For a long time, the private rental sector has been used by local authorities to house those they could not accommodate themselves. Many local authorities have established or supported bond schemes since the first was started in 1993. They took the place of cash deposits by providing a promissory note which could be claimed from at the end of the tenancy.
Bond schemes got another boost in 2007 when the tenancy deposit protection schemes came into being as where no money changed hands, no deposit protection was needed and landlords are notoriously not fond of bureaucracy.
As time has gone on, legislative changes and greater numbers seeking accommodation, have found good private rented properties in high demand; private landlords can afford to be discriminating in those they accept. Never easy to accommodate, the vulnerable, the benefit dependent, find they are even less wanted.
Oxford City Council have come up with an innovative scheme to combat homelessness, which they believe will persuade private landlords to accept what were previously the unacceptable, and at the same time, assist the tenants they are helping to maintain their tenancies and move into paid work.
Over the next two years, they are piloting a scheme which will guarantee rent to the landlord who takes on tenants that perhaps previously have been susceptible to being evicted and becoming homeless. The plan will involve the Council paying the rent for vulnerable tenants in a private sector property but the assisted tenant will be expected to take positive and recognisable steps to obtain work, or better paid work, to increase their incomes.

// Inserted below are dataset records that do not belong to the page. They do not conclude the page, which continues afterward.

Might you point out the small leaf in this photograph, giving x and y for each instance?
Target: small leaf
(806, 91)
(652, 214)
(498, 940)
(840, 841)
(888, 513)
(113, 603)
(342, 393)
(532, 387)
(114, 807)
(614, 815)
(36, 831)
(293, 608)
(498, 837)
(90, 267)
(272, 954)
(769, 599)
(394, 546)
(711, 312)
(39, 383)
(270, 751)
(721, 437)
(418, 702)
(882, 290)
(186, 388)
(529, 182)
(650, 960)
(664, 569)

This may include taking training courses – it will not be sufficient to limit job searching to fields they already are familiar with – they will be expected to gain new skills, to widen the opportunities for work.
The problem with high demand areas has been attracting landlords prepared to accept the poorest and most vulnerable, so this approach could be very attractive to private sector landlords. Whilst bond schemes may guarantee up to a months’ cover for rent arrears and/or damages, this is usually not payable until the tenant has vacated. It is also rarely enough to cover either the damages or, more seriously, the rent arrears that are left.
Oxford’s scheme will pay landlords 3 months’ rent in advance. In addition, support will be put in place to meet the needs of the families being assisted. Tenants will not be able to accept the help and then sit back. It will be made clear that tenants who are not actively trying to improve their circumstances will be evicted.
Local authorities need to accept that social housing cannot keep up with the demand, and despite ambitious plans for building, it will be a long time before they can house everyone that needs it. They must therefore increase the help they are prepared to give private landlords if they want them to take as tenants those evicted from properties and with a history of rent arrears. This scheme would help landlords, house tenants and also improve their long-term life prospects. This is a model that should be copied. Perhaps then the broken housing market can be mended and the problem of homelessness reduced.